Although I was not being harmed, there was a lot of bluff discourtesy directed my way, and precious little personal consideration of any sort. In the absence of kindness, then, I looked for ways to be kind to myself.

My feet were increasingly blistered from my walks. When the blisters then burst, I knew I needed warm water to wash them properly, so they might heal. Given the usual responses to my exceptional requests I needed a ruse. And I thought of the thermos of hot water that used to be delivered to me daily for my tea. That afternoon I raised this with the Navigator.

‘You know, I think I’d like to start drinking tea again. Could I maybe have some this evening …?’

The Navigator seemed to think this was a splendid idea. Smiley Boy duly came in before 6 p.m., beaming, with packet of tea and a flask that he set on my table. ‘Tea!’ he chirruped. A little later Amina entered with the Navigator and set down a shiny new-looking tea-strainer.

‘This is for you!’

‘Ah!
Mahadsanid!

Alone again, I exulted in my cleverness. When wash-time came round I knew I had first to make a token gesture towards the tea: so I spooned up some loose leaves, wetted them with a
dash of water, then flung them out into my toilet bucket. Then I poured the rest of the precious hot water into my green bowl and lowered my feet into it – the closest thing to ‘pampering’ I’d known for months, and desperately needed. I gloried in the sensation, felt my feet begin slowly to relax. Once they were thoroughly soaked I massaged them, avoiding the blistered areas, feeling some pain, none the less, but some crucial relief most of all.

*

Ruses were a lifeline to me whenever I could devise them: they helped me improve my circumstances, however slightly, and made me feel I had my wits about me still.

Writing in my book was what I considered to be my private evening pastime. But the pirates routinely came in and checked what I had been scribbling, sometimes twice a day, sometimes weekly. What they were looking for, I couldn’t imagine. But while they flicked through the front and back of the book, and saw all my fastidious A–Z lists, they never bothered to check the middle pages. Realising this, I got the idea of keeping a diary of daily happenings that began in the middle of the book and proceeded outwards. It would be secret for as long as the pirates didn’t bother to look in front of their noses. And they didn’t.

Writing was, of course, entirely dependent on adequate
torchlight
. And the first time I noticed the beam waning was a very angst-inducing moment for me. I asked for replacement batteries, and was intensely relieved when they came. An instinct, though, told me not to discard my ‘duds’ but to keep them handy. Since it was usually different pirates who fetched things for me, I picked a moment a few days later to replace the duds in the torch, summon a pirate and complain that the torch was
dead. Again he brought me new batteries.

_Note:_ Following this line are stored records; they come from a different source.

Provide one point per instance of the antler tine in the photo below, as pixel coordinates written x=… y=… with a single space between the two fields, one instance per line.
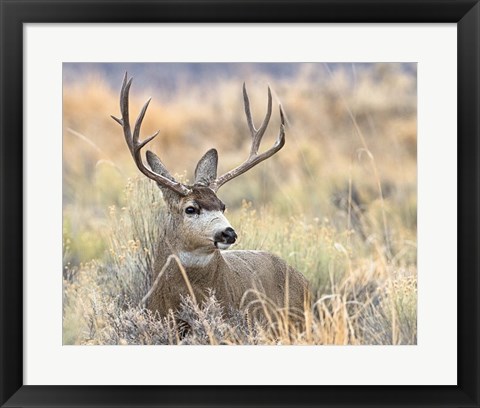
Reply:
x=255 y=158
x=135 y=144
x=257 y=134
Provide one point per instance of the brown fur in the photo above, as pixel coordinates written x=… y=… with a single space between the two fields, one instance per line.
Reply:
x=238 y=278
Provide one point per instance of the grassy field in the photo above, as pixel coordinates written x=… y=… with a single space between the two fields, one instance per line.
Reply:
x=338 y=202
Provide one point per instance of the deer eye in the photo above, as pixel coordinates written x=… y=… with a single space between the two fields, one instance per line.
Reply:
x=191 y=210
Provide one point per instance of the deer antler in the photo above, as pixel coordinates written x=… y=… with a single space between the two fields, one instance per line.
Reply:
x=257 y=134
x=135 y=144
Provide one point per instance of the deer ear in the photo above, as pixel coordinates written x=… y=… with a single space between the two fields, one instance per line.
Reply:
x=206 y=170
x=157 y=166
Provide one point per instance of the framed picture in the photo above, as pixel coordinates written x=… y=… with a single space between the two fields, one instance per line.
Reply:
x=349 y=133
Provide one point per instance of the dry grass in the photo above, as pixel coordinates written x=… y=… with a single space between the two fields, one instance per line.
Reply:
x=338 y=203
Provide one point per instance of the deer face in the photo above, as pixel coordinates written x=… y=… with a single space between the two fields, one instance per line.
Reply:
x=198 y=216
x=199 y=223
x=202 y=221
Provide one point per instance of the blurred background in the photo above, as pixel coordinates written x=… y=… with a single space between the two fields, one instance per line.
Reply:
x=343 y=188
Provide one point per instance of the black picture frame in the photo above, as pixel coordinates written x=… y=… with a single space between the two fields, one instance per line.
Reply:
x=14 y=13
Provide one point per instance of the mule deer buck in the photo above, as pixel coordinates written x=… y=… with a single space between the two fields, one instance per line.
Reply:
x=198 y=234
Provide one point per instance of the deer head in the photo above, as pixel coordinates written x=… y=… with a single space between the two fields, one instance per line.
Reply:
x=196 y=213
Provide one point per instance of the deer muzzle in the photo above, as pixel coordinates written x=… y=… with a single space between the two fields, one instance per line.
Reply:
x=225 y=238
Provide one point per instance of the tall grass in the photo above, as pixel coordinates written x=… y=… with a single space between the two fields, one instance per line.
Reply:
x=338 y=203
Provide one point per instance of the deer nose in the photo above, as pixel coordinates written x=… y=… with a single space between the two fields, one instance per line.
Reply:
x=229 y=235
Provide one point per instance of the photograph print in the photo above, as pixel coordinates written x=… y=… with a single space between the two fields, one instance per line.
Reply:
x=239 y=204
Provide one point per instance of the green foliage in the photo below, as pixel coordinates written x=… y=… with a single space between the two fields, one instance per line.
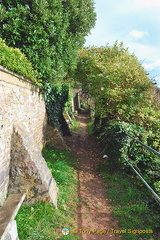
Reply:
x=132 y=206
x=15 y=60
x=55 y=98
x=118 y=146
x=49 y=32
x=119 y=85
x=42 y=221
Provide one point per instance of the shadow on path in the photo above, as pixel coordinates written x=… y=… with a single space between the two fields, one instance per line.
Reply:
x=94 y=212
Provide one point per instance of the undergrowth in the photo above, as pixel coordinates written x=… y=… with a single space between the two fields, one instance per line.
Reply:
x=42 y=221
x=132 y=203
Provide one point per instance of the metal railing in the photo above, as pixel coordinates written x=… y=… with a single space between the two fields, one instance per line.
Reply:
x=157 y=198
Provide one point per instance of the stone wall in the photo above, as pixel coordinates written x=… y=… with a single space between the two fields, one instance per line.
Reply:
x=22 y=128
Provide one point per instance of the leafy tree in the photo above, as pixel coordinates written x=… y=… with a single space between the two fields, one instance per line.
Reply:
x=119 y=85
x=49 y=32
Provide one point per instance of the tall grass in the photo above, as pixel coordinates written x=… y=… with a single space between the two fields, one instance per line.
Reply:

But I stashed these, put my perfectly serviceable ones back, and contented myself knowing that I had ‘spares’.

*

The idea that the pirates were protecting me from something beyond the compound walls dawned on me gradually. It wasn’t, of course, a concern for my actual well-being so much as their need to protect their valuable asset. There were times when my request for the toilet was refused on the grounds that there was a plane passing overhead. I couldn’t hear anything, and I could hardly believe I could be spotted from the air. However, they took this very seriously.

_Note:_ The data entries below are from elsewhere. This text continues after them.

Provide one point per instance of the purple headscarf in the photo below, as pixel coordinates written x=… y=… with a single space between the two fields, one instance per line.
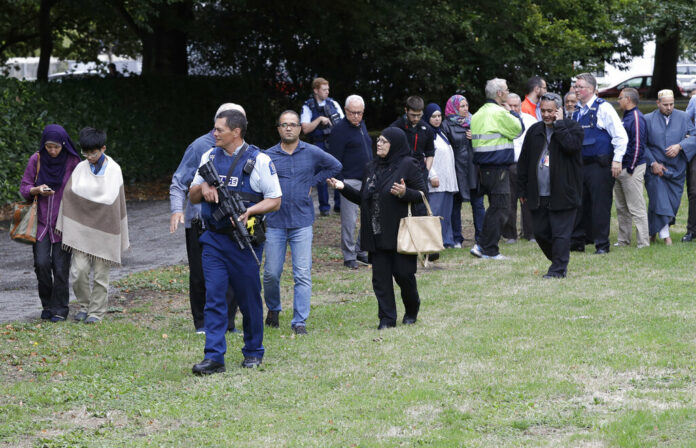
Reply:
x=452 y=111
x=52 y=169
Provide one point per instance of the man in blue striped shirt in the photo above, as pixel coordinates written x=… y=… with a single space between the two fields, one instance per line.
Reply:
x=299 y=166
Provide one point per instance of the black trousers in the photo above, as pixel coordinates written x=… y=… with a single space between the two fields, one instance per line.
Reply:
x=388 y=264
x=552 y=230
x=495 y=183
x=510 y=227
x=593 y=222
x=691 y=194
x=52 y=268
x=197 y=282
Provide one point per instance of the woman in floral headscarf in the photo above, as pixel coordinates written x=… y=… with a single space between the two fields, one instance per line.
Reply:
x=456 y=126
x=54 y=161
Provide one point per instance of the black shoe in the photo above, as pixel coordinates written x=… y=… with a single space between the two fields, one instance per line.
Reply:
x=408 y=320
x=299 y=329
x=272 y=319
x=251 y=362
x=207 y=367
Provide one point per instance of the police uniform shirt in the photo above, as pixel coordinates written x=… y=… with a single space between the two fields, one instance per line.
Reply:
x=306 y=116
x=263 y=179
x=609 y=120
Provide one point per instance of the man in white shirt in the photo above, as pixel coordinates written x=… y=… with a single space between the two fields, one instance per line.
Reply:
x=603 y=149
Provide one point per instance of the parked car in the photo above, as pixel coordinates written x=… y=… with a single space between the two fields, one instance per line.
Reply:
x=641 y=83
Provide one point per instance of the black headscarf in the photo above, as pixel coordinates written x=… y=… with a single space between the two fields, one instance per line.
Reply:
x=52 y=169
x=380 y=178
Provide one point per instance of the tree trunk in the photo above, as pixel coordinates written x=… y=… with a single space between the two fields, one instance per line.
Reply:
x=164 y=49
x=666 y=58
x=45 y=38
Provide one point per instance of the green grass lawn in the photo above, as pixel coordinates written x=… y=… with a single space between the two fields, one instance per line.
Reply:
x=499 y=357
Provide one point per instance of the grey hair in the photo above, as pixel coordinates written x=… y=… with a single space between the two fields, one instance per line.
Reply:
x=355 y=99
x=229 y=106
x=493 y=86
x=588 y=78
x=556 y=98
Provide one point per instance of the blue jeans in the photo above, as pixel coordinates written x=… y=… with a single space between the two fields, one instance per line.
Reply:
x=300 y=240
x=441 y=204
x=478 y=211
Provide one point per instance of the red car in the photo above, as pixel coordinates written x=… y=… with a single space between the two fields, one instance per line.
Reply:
x=642 y=83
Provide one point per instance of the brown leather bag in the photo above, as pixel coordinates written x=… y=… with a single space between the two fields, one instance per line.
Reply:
x=419 y=235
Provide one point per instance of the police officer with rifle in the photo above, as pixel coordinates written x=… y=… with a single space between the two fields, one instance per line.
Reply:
x=231 y=203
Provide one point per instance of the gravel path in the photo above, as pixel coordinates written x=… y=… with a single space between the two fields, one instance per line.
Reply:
x=152 y=246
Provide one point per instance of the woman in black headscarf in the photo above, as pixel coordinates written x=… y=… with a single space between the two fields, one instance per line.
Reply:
x=389 y=183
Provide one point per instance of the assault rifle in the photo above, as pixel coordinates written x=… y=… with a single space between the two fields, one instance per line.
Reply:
x=230 y=205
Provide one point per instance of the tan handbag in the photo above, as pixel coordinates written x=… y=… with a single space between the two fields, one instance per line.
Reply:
x=419 y=235
x=24 y=219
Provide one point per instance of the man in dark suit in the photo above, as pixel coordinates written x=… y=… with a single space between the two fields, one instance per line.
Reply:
x=550 y=181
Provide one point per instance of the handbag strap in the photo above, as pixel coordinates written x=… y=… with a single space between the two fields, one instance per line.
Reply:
x=427 y=205
x=38 y=167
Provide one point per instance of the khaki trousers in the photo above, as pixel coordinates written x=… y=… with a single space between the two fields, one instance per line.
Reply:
x=92 y=300
x=630 y=206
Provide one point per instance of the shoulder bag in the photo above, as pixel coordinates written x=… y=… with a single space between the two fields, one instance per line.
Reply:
x=419 y=235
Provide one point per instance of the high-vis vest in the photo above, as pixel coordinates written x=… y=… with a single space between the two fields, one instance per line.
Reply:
x=492 y=131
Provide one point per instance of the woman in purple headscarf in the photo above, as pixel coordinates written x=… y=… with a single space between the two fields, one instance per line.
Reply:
x=456 y=126
x=55 y=161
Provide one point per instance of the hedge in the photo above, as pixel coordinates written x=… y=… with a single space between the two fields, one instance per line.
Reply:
x=149 y=120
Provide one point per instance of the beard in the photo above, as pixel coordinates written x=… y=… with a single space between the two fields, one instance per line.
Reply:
x=288 y=140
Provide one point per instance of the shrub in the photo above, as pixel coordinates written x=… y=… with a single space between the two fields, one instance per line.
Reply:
x=149 y=120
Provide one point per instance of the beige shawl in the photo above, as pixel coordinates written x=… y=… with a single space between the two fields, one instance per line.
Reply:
x=92 y=217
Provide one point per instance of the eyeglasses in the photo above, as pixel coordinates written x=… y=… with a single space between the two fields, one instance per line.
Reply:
x=289 y=125
x=91 y=154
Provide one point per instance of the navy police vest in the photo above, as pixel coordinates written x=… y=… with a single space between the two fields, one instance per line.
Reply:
x=597 y=142
x=318 y=133
x=239 y=182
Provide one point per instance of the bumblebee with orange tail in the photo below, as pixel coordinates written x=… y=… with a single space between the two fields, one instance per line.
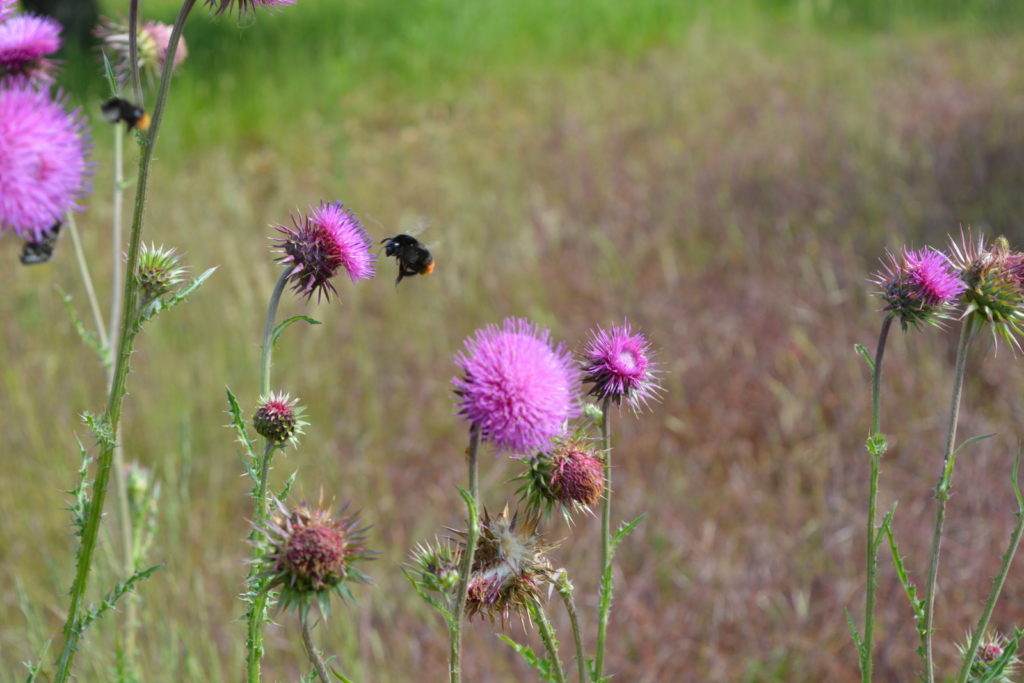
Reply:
x=413 y=257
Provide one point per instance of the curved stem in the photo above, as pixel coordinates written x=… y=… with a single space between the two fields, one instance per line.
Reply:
x=73 y=628
x=565 y=591
x=307 y=640
x=866 y=659
x=605 y=604
x=548 y=636
x=472 y=532
x=942 y=495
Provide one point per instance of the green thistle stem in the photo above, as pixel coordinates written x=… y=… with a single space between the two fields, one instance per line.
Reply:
x=90 y=531
x=307 y=640
x=472 y=532
x=605 y=607
x=997 y=583
x=942 y=495
x=547 y=633
x=866 y=658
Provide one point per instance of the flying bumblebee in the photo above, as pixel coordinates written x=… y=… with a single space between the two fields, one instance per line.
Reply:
x=117 y=109
x=41 y=250
x=413 y=257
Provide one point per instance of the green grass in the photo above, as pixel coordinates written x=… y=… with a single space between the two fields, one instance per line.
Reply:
x=725 y=174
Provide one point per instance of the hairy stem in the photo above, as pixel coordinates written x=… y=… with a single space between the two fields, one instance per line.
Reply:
x=307 y=640
x=90 y=531
x=472 y=532
x=942 y=495
x=605 y=607
x=866 y=659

The Navigator had told me of ‘other pirates’ who might be minded to snatch me, but that I was safe inside the compound. I was reminded of this when he came to me and said in his familiar hushed tones, ‘If anyone try take photo of you, you tell me, straight away. You come get me. Or it will be very bad for you. Very bad.’

I was spooked. ‘Why?’

He wouldn’t explain further, yet he was adamant. Thinking it over, I decided that if one of the pirates illicitly snapped a proof of my presence here then they could, if they were wily enough, claim to the British Consulate that they had taken me, and so open up a different channel of negotiation. Fat Man and his gang had already invested much time and money and effort in my capture and upkeep. I could see they would be nervous of some other party scooping me up and making off with the proceeds.